Viral Hepatitis (B & C)
Chronic hepatitis B and C are important causes of chronic liver disease, cirrhosis, and hepatocellular carcinoma worldwide.
Many patients are asymptomatic and diagnosed incidentally.
This guide focuses on how doctors should recognise, investigate, and manage hepatitis B and C in everyday NHS practice.
What is viral hepatitis B and C?
Both are blood-borne viral infections that cause chronic inflammation of the liver.
If untreated, they may progress to:
- Fibrosis
- Cirrhosis
- Liver failure
- Hepatocellular carcinoma (HCC)
Key difference:
- Hep B → often controlled, sometimes lifelong
- Hep C → now usually curable
How does it present?
Most patients are:
Completely asymptomatic
Common ways you’ll find it:
- Incidental abnormal LFTs
- Antenatal screening
- Immigration screening
- Blood donation screening
- IVDU history
- Known cirrhosis
- HCC diagnosis
Less commonly:
- Fatigue
- Jaundice (rare unless acute or advanced disease)
Never rely on symptoms.
Common risk factors (think practically)
Always ask sensitively.
Hepatitis B:
- Born in high-prevalence countries (Asia, Africa)
- Mother-to-child transmission
- Sexual contact
- Household contact
- Needlestick injury
- Healthcare exposure
Hepatitis C:
- IV drug use (past or present)
- Blood transfusions pre-1991
- Prison history
- Tattoos (unregulated settings)
- Needlestick injuries
If you don’t ask, you won’t find it.
On the ward or clinic, always ask
Is this acute infection, chronic infection, or past exposure?
Because management is completely different.
🟦 Hepatitis B
How to interpret Hep B blood tests (simple approach)
This confuses many juniors — keep it simple:
HBsAg positive
→ Current infection (acute or chronic)
Anti-HBs positive
→ Immune (vaccinated or past infection)
Anti-HBc positive
→ Past exposure
Next steps if HBsAg positive
Do:
- HBV DNA (viral load)
- LFTs
- Fibrosis assessment (FibroScan/FIB-4)
- Ultrasound liver
- Refer to hepatology/infectious diseases
Not everyone needs treatment immediately.
When do Hep B patients need treatment?
Specialist decision, but generally:
- High viral load
- Elevated ALT
- Fibrosis/cirrhosis
- Immunosuppression planned
- Pregnancy (to reduce transmission)
Treatment:
- Long-term antivirals (e.g. tenofovir/entecavir)
Most patients are monitored, not treated straight away.
🟩 Hepatitis C
How to interpret Hep C tests
Step 1 – Antibody:
Anti-HCV positive
→ Past exposure
Step 2 – PCR:
HCV RNA positive
→ Active infection
Antibody alone ≠ active disease
Management of Hep C
Big difference from Hep B:
Hep C is usually curable
Treatment:
- Direct-acting antivirals (8–12 weeks)
- 95% cure rate
All patients with active HCV should be referred for treatment.
Early referral is key.
🟥 First priority = assess liver damage
For both Hep B and C, your main concern is:
How much liver damage already exists?
Do:
- FIB-4
- FibroScan
- Ultrasound
- LFT trend
Because fibrosis stage predicts outcomes, not viral status alone.
Immediate management on the ward (what juniors should actually do)

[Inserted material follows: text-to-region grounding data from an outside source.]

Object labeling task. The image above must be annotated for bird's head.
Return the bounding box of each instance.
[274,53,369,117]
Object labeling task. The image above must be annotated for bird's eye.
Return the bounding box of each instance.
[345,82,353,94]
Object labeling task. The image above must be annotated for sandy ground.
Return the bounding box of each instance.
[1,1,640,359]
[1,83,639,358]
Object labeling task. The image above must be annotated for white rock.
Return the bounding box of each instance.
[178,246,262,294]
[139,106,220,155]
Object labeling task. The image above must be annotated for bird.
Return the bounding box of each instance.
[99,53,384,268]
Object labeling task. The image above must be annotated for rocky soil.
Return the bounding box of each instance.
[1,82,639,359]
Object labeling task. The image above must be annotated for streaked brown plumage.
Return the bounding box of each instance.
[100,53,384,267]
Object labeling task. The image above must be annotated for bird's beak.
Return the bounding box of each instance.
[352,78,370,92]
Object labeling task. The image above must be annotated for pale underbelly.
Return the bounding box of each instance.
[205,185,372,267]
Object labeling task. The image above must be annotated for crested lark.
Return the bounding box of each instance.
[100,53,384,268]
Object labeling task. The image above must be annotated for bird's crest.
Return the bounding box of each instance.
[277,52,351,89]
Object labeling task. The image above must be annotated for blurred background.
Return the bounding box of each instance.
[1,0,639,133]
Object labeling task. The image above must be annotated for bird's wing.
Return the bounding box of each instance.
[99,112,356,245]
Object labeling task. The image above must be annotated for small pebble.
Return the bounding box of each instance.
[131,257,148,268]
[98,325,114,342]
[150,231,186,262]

If you incidentally discover viral hepatitis:
Do:
- Confirm tests properly
- Don’t panic the patient
- Explain calmly
- Arrange appropriate referral
- Avoid hepatotoxic drugs
- Vaccinate for Hep A/B if indicated
- Screen for other blood-borne viruses (HIV, etc.)
You are coordinating care, not starting antivirals yourself.
When to escalate urgently
Urgent/same-day senior review if:
- Acute hepatitis with jaundice
- Coagulopathy
- Suspected acute liver failure
- Decompensated cirrhosis
- GI bleeding
- Encephalopathy
These are liver emergencies, not outpatient issues.
Common mistakes juniors make
- Misinterpreting Hep B serology
- Treating antibody-positive Hep C as active infection
- Forgetting fibrosis assessment
- Not screening for co-infections
- Delaying referral
- Assuming asymptomatic = safe
Take-home concept
Viral hepatitis is often silent but can quietly lead to cirrhosis and cancer.
Your job is early detection, correct interpretation of tests, fibrosis assessment, and timely referral.